Brazil's left-wing leader Luiz Inacio Lula da Silva returned to his trade union stronghold on Saturday, delivering a fiery speech to throngs of celebrating supporters a day after walking free from jail.
Reveling in the adoration of his followers at the metalworkers' union he once led, Lula attacked his arch-nemesis President Jair Bolsonaro, who hours earlier had called him a "scoundrel," and those who jailed him last year for corruption.
"He (Bolsonaro) was elected to govern for the Brazilian people and not to govern for the militias in Rio de Janeiro," said Lula, his face flushed as he ranted for nearly an hour in the heat.

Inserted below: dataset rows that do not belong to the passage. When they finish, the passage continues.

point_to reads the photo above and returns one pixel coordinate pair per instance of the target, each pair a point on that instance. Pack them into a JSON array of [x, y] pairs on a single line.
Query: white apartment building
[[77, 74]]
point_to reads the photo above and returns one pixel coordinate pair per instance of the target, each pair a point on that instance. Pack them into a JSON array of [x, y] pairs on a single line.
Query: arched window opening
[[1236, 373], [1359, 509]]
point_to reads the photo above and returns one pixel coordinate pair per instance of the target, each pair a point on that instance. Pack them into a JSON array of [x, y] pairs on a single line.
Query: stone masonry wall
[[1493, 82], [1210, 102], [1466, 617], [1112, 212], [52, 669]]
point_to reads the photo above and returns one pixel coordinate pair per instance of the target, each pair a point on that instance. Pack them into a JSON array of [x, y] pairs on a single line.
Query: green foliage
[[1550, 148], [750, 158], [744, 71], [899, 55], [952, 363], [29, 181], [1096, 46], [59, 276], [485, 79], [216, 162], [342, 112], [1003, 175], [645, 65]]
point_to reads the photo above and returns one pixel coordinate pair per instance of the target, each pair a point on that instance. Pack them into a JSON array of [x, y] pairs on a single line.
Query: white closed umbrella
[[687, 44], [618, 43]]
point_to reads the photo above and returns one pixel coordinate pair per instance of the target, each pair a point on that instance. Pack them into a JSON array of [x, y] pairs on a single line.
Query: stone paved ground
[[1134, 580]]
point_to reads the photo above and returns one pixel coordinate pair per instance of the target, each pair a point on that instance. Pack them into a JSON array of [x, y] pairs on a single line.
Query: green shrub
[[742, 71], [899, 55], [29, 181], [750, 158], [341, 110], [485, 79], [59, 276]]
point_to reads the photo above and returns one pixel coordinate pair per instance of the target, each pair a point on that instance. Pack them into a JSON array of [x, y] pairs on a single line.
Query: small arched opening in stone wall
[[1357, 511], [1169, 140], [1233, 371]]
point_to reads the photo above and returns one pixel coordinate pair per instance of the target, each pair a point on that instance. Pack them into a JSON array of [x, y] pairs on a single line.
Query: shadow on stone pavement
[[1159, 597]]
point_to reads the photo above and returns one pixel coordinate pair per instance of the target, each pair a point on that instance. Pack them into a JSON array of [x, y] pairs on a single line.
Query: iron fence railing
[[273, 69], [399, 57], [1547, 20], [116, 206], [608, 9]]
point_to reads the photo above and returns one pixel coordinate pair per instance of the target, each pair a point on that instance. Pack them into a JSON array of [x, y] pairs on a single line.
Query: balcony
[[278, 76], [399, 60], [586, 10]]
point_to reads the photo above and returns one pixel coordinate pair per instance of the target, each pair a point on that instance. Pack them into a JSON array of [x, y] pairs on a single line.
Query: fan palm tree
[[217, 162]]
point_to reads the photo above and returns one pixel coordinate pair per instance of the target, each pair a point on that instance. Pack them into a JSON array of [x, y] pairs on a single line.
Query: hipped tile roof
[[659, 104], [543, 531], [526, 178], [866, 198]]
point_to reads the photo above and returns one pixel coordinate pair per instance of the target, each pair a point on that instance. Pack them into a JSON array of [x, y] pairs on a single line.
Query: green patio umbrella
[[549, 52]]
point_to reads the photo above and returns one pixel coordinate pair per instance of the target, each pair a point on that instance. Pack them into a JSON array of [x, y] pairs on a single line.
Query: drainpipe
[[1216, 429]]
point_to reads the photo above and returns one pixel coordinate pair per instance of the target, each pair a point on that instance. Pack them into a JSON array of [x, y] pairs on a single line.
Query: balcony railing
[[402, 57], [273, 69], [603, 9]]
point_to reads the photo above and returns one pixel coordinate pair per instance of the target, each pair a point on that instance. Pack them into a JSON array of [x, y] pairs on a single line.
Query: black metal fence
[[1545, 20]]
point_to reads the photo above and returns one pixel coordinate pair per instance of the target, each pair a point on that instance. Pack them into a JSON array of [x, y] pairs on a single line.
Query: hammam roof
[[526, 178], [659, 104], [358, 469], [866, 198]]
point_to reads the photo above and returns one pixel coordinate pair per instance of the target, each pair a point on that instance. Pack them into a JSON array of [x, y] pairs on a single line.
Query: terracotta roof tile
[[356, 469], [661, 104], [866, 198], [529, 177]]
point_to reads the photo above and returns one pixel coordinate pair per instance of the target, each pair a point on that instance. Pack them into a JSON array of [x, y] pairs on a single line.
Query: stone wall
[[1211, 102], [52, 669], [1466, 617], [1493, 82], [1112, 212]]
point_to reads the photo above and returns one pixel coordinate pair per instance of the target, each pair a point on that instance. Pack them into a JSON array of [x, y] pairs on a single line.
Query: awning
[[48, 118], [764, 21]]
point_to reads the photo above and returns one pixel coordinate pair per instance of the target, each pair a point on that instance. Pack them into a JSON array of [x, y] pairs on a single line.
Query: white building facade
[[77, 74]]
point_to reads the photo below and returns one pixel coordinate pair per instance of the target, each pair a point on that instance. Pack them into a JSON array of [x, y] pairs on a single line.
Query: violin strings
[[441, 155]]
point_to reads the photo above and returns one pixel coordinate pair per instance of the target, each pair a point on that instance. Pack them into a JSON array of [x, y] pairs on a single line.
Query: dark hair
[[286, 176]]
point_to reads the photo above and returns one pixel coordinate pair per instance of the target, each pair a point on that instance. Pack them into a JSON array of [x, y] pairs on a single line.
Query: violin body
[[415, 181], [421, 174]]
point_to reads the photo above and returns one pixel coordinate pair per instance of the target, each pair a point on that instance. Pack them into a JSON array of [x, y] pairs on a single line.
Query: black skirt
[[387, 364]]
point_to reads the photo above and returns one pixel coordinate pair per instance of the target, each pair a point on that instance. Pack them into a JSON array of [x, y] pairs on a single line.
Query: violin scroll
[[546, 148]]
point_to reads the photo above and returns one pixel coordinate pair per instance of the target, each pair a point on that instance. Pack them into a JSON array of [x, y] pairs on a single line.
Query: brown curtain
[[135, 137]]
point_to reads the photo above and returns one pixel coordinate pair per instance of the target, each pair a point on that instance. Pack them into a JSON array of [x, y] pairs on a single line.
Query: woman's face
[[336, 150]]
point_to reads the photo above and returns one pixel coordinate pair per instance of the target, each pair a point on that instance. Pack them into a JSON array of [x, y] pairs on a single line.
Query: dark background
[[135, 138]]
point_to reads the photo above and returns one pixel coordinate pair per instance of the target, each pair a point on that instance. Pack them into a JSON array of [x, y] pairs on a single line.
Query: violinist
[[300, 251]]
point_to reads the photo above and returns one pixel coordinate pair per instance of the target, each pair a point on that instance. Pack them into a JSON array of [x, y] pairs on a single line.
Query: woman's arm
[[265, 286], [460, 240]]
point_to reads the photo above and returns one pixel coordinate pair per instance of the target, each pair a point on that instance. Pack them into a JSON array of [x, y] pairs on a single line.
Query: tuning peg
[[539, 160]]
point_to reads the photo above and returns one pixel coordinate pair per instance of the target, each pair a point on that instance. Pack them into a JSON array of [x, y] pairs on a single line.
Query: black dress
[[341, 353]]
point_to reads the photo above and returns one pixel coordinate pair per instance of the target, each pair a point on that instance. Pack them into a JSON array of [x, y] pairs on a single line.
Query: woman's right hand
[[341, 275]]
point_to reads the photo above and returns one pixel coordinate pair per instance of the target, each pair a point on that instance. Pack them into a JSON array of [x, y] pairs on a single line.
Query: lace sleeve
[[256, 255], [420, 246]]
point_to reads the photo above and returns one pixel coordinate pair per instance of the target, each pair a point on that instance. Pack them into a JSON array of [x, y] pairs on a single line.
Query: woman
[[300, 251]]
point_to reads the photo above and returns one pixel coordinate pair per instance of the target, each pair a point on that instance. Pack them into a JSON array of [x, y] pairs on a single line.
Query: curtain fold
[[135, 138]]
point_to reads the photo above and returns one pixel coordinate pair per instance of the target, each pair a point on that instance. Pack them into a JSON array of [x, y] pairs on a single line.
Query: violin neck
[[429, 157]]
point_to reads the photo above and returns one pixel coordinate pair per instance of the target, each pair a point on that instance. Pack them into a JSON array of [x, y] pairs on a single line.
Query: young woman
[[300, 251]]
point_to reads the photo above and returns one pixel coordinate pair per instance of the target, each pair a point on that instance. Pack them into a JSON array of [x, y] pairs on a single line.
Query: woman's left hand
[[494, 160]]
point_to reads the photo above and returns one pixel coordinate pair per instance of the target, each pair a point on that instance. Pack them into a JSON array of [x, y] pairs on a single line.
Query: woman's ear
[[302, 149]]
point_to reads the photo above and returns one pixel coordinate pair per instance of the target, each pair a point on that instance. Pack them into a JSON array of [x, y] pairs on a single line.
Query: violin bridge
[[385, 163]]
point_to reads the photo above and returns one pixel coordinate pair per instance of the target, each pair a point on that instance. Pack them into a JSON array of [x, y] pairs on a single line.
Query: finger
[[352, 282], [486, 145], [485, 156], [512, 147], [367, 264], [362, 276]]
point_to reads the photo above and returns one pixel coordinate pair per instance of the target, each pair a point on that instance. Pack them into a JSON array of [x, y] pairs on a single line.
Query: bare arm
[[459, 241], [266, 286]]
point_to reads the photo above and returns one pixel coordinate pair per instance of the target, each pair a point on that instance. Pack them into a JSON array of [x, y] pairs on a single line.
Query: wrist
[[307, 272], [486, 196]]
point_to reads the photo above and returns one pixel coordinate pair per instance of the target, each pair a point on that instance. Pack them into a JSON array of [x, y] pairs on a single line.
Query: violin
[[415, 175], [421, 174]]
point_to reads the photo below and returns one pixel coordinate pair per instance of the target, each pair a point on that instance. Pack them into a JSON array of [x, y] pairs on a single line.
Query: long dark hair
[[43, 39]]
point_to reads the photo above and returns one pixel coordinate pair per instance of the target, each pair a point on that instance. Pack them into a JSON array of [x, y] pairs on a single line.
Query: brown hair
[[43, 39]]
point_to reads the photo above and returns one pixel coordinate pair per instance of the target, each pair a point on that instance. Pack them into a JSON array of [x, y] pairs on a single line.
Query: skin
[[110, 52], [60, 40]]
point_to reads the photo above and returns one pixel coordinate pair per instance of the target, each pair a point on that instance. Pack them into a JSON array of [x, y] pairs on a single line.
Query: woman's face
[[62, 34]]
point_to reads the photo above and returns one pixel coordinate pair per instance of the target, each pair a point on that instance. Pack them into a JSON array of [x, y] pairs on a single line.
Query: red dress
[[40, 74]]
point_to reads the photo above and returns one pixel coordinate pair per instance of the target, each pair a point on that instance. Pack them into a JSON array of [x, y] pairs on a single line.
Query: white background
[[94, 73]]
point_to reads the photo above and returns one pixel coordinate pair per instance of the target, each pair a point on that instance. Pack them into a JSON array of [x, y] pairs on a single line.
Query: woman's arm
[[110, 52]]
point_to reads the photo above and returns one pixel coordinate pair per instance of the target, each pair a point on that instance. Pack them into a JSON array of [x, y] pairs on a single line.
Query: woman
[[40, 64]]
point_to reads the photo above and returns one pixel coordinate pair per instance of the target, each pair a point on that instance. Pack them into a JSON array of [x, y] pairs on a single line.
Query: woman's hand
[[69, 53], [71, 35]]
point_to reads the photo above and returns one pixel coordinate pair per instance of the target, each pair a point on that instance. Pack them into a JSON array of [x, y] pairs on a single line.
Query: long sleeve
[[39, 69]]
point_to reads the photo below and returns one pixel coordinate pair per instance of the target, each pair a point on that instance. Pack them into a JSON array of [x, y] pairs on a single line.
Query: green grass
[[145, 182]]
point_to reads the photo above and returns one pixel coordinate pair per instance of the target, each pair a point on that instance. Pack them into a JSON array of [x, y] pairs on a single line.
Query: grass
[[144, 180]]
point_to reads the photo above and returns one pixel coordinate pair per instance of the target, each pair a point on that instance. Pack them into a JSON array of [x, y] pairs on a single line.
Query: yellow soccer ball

Lula was mobbed when he arrived at the union in Sao Bernardo do Campo, near Brazil's biggest city of Sao Paulo, as people jostled to hug and shake hands with the former shoeshine boy who rose to become one of Brazil's most popular presidents.
The compound was decorated with a huge banner of Lula's image and surrounded by a sea of supporters wearing red T-shirts and waving "Free Lula" flags.
"I am grateful that they released him from an unjust imprisonment, from a fraud," Roque Enrique, 24, told AFP as she stood for hours waiting for Lula to arrive.
Tamara Blanco, 38, said Lula was the "best president Brazil has had... I always believed he would get out (of jail)."